Os números chamam atenção e comprovam que a epidemia de covid-19 no Brasil reflete o racismo estrutural e a desigualdade social. Num país fundado sobre a violência da colonização e da escravização baseada no racismo, até hoje esses elementos são parte estruturante da sociedade brasileira e marcam as vidas dos cidadãos e das cidadãs negros e negras.

Mesmo com toda a propaganda de que não existe racismo no país, ainda hoje, negros e negras seguem majoritariamente em postos de trabalho mais precarizados, com salários menores e sendo a maioria da população carcerária. Segundo a pesquisa do IBGE, em 2018, o rendimento médio domiciliar per capita de pretos e pardos era de R$ 934, enquanto o dos brancos era R$ 1846, quase o dobro (veja aqui).

Esta realidade também fica evidente na representação no Congresso Nacional, apenas 24,4% dos deputados federais e 28,9% dos deputados estaduais eleitos em 2018 são negros e negras.

No Judiciário

No serviço público, onde a possibilidade de acesso é menos desigual em razão do ingresso por concursos, as diferenças de acesso a escolaridade imposta pelas segregação econômica, social e regional prejudicam mais à população negra.

Mesmo sendo 56,10% da população brasileira, em parte das carreiras públicas no país há menos de 20% de pessoas negras ou pardas.  O Judiciário enquadra-se nesta situação. Segundo o levantamento feito pelo Fenajufe (ver matéria aqui), os dados do Censo 2019 do CNJ indicam que apenas 18% dos servidores do Judiciário são negros.

Em São Paulo, o Sintrajud questionou nos tribunais a composição étnico-racial entre os servidores, e apenas o TRE não respondeu. Na Justiça Federal são 11,94% de servidores pretos e pardos, sendo 2,29% negros e negras, e 9,65% pardos. Já no TRF-3 o número é um pouco maior, são 2,16% pretos e 11,7% pardos, totalizando 13,97%.

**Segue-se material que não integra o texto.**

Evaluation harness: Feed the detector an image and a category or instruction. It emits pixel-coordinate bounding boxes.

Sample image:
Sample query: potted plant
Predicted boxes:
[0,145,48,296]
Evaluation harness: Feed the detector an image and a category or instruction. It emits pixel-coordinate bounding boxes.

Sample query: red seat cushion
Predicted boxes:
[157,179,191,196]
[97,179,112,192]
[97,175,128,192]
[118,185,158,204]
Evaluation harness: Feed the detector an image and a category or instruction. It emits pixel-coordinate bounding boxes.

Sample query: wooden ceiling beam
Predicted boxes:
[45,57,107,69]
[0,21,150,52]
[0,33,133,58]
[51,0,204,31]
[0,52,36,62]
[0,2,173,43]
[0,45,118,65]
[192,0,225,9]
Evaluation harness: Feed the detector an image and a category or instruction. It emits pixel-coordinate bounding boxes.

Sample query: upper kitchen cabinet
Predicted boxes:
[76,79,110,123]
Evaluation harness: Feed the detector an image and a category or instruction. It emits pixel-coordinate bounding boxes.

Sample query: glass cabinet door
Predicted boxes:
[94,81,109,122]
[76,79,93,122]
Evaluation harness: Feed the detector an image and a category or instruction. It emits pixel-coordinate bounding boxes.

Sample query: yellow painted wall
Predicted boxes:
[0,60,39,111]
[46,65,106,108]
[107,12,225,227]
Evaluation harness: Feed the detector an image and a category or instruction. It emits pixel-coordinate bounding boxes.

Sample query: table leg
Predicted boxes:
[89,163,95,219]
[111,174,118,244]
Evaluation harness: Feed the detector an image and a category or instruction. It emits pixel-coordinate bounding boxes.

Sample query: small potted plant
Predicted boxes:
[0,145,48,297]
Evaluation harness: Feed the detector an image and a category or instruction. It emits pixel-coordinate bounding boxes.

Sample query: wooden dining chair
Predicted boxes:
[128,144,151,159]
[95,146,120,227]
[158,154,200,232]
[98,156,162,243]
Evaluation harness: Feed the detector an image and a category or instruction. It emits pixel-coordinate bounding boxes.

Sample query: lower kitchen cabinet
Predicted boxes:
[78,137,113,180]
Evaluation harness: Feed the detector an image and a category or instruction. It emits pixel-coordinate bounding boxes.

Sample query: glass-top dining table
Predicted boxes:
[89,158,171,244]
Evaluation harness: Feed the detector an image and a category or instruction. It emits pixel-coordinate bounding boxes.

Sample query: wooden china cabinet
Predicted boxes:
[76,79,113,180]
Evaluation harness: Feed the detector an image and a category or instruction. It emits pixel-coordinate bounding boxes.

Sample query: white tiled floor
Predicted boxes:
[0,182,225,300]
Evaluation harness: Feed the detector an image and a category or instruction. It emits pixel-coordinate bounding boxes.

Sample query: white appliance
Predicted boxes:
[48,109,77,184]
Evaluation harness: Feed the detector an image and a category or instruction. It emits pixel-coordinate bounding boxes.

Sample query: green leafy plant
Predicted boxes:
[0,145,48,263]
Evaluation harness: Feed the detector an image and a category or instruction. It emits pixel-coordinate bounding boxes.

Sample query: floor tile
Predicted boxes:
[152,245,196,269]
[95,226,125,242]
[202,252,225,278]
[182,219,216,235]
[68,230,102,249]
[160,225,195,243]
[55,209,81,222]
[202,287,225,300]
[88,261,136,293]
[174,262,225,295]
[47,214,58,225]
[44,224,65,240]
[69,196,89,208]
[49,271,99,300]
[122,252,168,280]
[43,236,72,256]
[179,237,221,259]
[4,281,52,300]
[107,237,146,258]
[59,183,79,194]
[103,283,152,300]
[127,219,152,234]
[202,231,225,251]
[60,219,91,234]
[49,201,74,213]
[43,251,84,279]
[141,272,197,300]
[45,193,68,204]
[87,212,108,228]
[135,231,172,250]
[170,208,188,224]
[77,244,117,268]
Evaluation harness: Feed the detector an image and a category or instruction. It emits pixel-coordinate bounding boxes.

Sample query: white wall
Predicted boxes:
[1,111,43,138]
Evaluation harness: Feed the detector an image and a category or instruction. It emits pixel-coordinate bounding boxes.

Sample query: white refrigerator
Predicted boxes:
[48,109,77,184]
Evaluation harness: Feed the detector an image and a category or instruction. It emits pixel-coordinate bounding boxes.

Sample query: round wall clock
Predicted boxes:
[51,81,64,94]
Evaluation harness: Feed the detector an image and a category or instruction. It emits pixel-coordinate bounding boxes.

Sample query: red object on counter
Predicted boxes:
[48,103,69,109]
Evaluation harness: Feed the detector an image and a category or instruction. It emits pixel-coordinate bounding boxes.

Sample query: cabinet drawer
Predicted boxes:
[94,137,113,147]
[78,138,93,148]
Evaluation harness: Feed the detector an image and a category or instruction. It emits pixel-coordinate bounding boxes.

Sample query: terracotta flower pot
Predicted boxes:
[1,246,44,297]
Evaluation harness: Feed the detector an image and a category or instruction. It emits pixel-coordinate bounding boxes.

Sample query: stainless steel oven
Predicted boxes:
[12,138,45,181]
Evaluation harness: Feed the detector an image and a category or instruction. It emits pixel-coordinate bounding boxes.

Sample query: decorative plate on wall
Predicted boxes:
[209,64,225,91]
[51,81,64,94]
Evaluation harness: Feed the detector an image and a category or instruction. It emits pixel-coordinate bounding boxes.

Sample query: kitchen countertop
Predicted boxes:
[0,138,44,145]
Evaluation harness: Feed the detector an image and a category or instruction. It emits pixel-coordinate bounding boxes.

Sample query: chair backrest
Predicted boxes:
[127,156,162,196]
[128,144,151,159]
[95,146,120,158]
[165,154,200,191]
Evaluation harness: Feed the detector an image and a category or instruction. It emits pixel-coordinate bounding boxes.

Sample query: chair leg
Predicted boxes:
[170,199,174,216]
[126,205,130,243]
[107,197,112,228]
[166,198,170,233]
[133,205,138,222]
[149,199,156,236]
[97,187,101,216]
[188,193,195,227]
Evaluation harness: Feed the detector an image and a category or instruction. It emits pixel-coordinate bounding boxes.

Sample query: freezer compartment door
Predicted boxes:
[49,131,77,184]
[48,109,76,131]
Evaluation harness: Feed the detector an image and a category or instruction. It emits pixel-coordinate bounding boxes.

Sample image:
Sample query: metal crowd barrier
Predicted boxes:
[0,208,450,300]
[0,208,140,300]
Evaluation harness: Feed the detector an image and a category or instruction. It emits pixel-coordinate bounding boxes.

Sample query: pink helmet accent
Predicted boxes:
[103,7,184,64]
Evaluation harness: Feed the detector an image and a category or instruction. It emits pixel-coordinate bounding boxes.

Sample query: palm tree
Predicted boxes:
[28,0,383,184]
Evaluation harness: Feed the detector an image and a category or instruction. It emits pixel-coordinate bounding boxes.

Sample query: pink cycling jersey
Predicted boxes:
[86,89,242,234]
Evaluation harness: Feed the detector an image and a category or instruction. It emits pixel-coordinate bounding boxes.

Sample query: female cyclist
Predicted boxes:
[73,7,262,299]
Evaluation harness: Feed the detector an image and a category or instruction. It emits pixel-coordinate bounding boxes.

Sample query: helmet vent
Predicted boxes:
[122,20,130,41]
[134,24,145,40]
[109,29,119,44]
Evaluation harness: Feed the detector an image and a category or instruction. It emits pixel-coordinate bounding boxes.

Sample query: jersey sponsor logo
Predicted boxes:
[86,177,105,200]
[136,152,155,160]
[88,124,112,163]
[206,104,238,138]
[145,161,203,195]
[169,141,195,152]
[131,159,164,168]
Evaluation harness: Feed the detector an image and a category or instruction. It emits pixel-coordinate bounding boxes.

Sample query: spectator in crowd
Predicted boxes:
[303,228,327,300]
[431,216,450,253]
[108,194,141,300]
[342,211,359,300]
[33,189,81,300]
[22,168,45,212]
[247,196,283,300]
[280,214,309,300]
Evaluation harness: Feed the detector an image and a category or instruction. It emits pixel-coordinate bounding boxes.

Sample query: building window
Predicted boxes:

No TRT-2, segundo a pesquisa de Clima Organizacional de 2019,  16% dos servidores são negros, sendo 14,3% pardos e 1,7% pretos. A pesquisa também aponta que, além das dificuldades no acesso, a discriminação também é presente no cotidiano: 2,6% dos servidores declararam que já sofreram alguma violências étnicorracial no Tribunal.

Vidas negras importam!

Outro dado que evidencia a segregação racial é  que os negros e negras são a maioria entre os que morrem em decorrência de ações de agentes de segurança do Estado. De acordo com o Anuário Brasileiro de Segurança Pública de 2019, 74,5% das pessoas assassinadas em intervenção policial são pretas ou pardas.

A situação não é exclusivamente brasileira, nos Estados Unidos explodiram grandes manifestações pelo direito dos negros e negras a uma vida livre da violência e da brutalidade policial. Os atos que ganharam as ruas das cidades norte-americanas com o lema black lives matter (vidas negras importam) tiveram como estopim a morte do agente de segurança George Floyd, no estado de Minnesotta, no dia 25 de maio. Floyd foi imobilizado sob o joelho do policial Derek Chauvin durante nove minutos, indo à morte por asfixia.

Os atos ultrapassaram as fronteiras dos Estados Unidos e aconteceram em vários países, inclusive no Brasil. Na opinião da diretora de base Raquel Morel, servidora do TRE, as manifestações ganharam força em todo mundo pela crise econômica e sanitária agravada pela pandemia de coronavírus, que empurrou milhares de trabalhadores para situações de desamparo.

“O levante de negros no coração do capitalismo são uma reação justa e necessária ao racismo cruel, é uma revolta potencializada de maneira enorme pela crise econômica e pelos efeitos da pandemia”, afirmou Raquel. “No Brasil foi grito de revolta contra o genocídio da população negra e contra o governo Bolsonaro e a sua política racista e genocida, que empilha a cada dia mais mortos vítimas da pandemia”, finalizou a diretora de base.

A diretoria do Sintrajud apoiou as manifestações em São Paulo ocorridas em junho (veja matéria).